まず、邦題の付けたかにこの映画を恋愛映画として売り込もうとする意図が見受けられるのですが、この映画を単なる恋愛映画とするのは、いささか安易だと思いました。確かに売り込むなら「恋愛映画」というカテゴリーに入れてしまった方が、何かといいのでしょうね。でも、「お涙頂戴な恋愛映画」という先入観を持ってしまって、この映画を観たであろう人達の、この映画への不満がかなり多いようでもあります。「恋愛映画」が苦手なボクは、本当なら観る事はなかったのでしょうが、上映当時にラジオで桂南光さんが絶賛していまして、その話し振りからちょっと気になってたのですが、すっかり観るタイミングを逃しておりました。ちなみに中国語のタイトルは我的父親母親(わたしの父と母)なのだそうで、英語タイトルはThe Road Homeです。
主人公は父の亡くなった知らせを受けて、町から帰って来るひとり息子。この息子の語りによってこの映画は進行します。どうしても夫を町の病院から皆で担いで帰って来るんだという母。その母と父の若い頃の話がカラーになって展開します。現在をモノクロ、過去をカラーでというのも面白いですが、このカラーの部分が本編で、モノクロ部分がモノローグ・エピローグだというのは違うと思いました。むしろ逆で、この映画の本編というのは、やっぱりモノクロ部分だと思うのですね。過去はあんなに幸せだったわ、での今はとっても悲しいの......なんていう、そういう甘い映画にしてしまうのは、この映画をだいなしにしてしまいます。

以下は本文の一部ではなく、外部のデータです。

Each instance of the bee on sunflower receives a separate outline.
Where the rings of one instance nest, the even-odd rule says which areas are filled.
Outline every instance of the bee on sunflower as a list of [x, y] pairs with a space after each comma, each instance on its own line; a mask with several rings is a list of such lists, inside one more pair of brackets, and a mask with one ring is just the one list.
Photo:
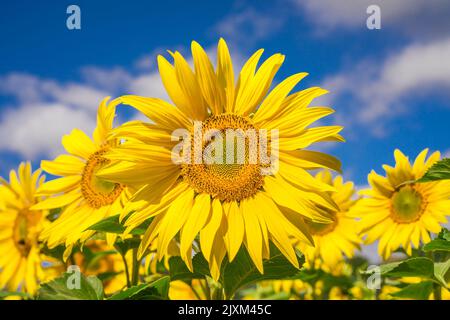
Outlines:
[[[102, 101], [93, 139], [83, 131], [74, 129], [62, 138], [68, 154], [60, 155], [53, 161], [41, 162], [44, 171], [60, 178], [38, 188], [37, 194], [47, 198], [32, 209], [62, 208], [60, 216], [42, 231], [40, 239], [49, 248], [65, 245], [64, 259], [70, 255], [75, 244], [85, 242], [95, 233], [87, 230], [90, 226], [118, 214], [126, 201], [124, 185], [111, 183], [96, 175], [109, 163], [105, 153], [118, 143], [109, 136], [118, 103], [118, 100], [108, 103], [108, 98]], [[108, 233], [107, 240], [113, 242], [114, 234]]]
[[41, 201], [36, 189], [44, 180], [41, 170], [21, 163], [9, 182], [0, 181], [0, 288], [33, 295], [40, 282], [57, 275], [59, 265], [41, 253], [38, 240], [48, 211], [32, 208]]
[[427, 159], [428, 149], [419, 153], [411, 164], [400, 150], [394, 151], [395, 167], [383, 165], [386, 176], [372, 171], [371, 188], [360, 191], [364, 196], [352, 208], [367, 236], [366, 243], [379, 240], [378, 253], [388, 259], [402, 247], [408, 255], [420, 242], [428, 243], [430, 233], [439, 233], [450, 212], [450, 181], [417, 183], [440, 158], [438, 151]]
[[[308, 106], [327, 91], [313, 87], [290, 94], [306, 73], [290, 76], [270, 91], [285, 58], [281, 54], [272, 55], [257, 68], [263, 53], [258, 50], [235, 81], [223, 39], [218, 44], [216, 68], [197, 42], [192, 42], [191, 49], [194, 70], [179, 52], [171, 52], [173, 64], [158, 57], [161, 79], [173, 104], [157, 98], [120, 97], [123, 104], [141, 111], [149, 121], [132, 121], [112, 131], [113, 137], [126, 142], [104, 155], [110, 163], [97, 171], [97, 177], [134, 191], [122, 211], [122, 218], [132, 212], [125, 221], [129, 229], [153, 218], [139, 248], [140, 256], [156, 241], [158, 258], [162, 259], [176, 238], [180, 255], [192, 270], [193, 242], [199, 235], [199, 250], [215, 279], [225, 256], [232, 261], [242, 245], [261, 273], [263, 259], [270, 256], [269, 242], [298, 267], [293, 241], [313, 245], [303, 218], [331, 223], [330, 211], [338, 210], [328, 193], [334, 187], [308, 170], [339, 170], [340, 162], [305, 150], [321, 141], [343, 141], [340, 126], [309, 127], [334, 112]], [[187, 137], [174, 137], [179, 129], [188, 132]], [[197, 133], [205, 137], [209, 130], [215, 131], [216, 140], [196, 142]], [[243, 152], [243, 162], [233, 161], [235, 151], [250, 149], [248, 137], [243, 146], [231, 140], [223, 153], [214, 148], [228, 130], [277, 130], [277, 139], [270, 134], [265, 141], [266, 146], [276, 145], [271, 150], [278, 156], [271, 165], [277, 170], [264, 172], [267, 162], [260, 156], [250, 161], [248, 151]], [[174, 148], [180, 139], [186, 142], [191, 136], [194, 143], [181, 153], [186, 156], [193, 150], [188, 157], [192, 161], [174, 161], [178, 159]], [[263, 142], [255, 144], [263, 149]], [[201, 155], [214, 150], [216, 159], [220, 154], [219, 158], [232, 161], [198, 163], [194, 159], [196, 148]]]

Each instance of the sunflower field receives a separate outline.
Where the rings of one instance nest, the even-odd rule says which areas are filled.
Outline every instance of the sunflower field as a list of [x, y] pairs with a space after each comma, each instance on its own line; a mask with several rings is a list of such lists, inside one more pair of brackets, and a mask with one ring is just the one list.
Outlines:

ストーリーは淡々としていて、別に何でも無い物語を淡々と、バックの美しすぎる程の自然と共に写しています。音楽もライト・モティーフを使用するような事もなく、これまたシンプルで実にいいです。でも、最後には奇跡が起こります。奇跡というのは、死んだ人間が生き返ったり、空中浮遊するのではなく、本当に美しい物語が完成する所です。無理だと思っていた父を担いで帰って来るという事が、村の人々と父の教え子によって完成するという奇跡。これこそが本当の奇跡の物語でしょう。そして、常々、息子に父の後を継いで欲しいと思ってた事が、1日だけ叶う奇跡。これが「1日だけ」というのがポイントだと思います。やっぱり息子にも事情があるのです。もしこれを、最後には本当に教師として息子が帰って来るエンディングにしてしまったら、この映画の価値は随分と変わってしまったんじゃないかと思うのでした。
父と母が居て、その息子が居る。こういう家族のつながりのなかに有る、他人には何でも無い物語。そして、その何でも無い物語の中にある、本当の奇跡。そして、田舎と都会、親の思いと子供の気持ち。地域の風習と近代化。静かなこの映画は、何も起こらないけれども、静かに奇跡を起こして、静かに雄弁に主張するのです。
良いもんと悪もんを二極化させて、ヒーローが悪者を徹底的に叩きのめす様な映画が好きな人には向かないかも知れませんし、ひょっとしたら、現代の都会の若者には理解出来ない映画かもしれません。でも、今ボクが個人的に抱えている問題とも大きく関わる部分が多いせいもあってか、凄くこころに響いて来た映画でありました。
あ、ひょっとしてこの映画の本当の主人公は、亡くなってしまったお父さんじゃないですかね?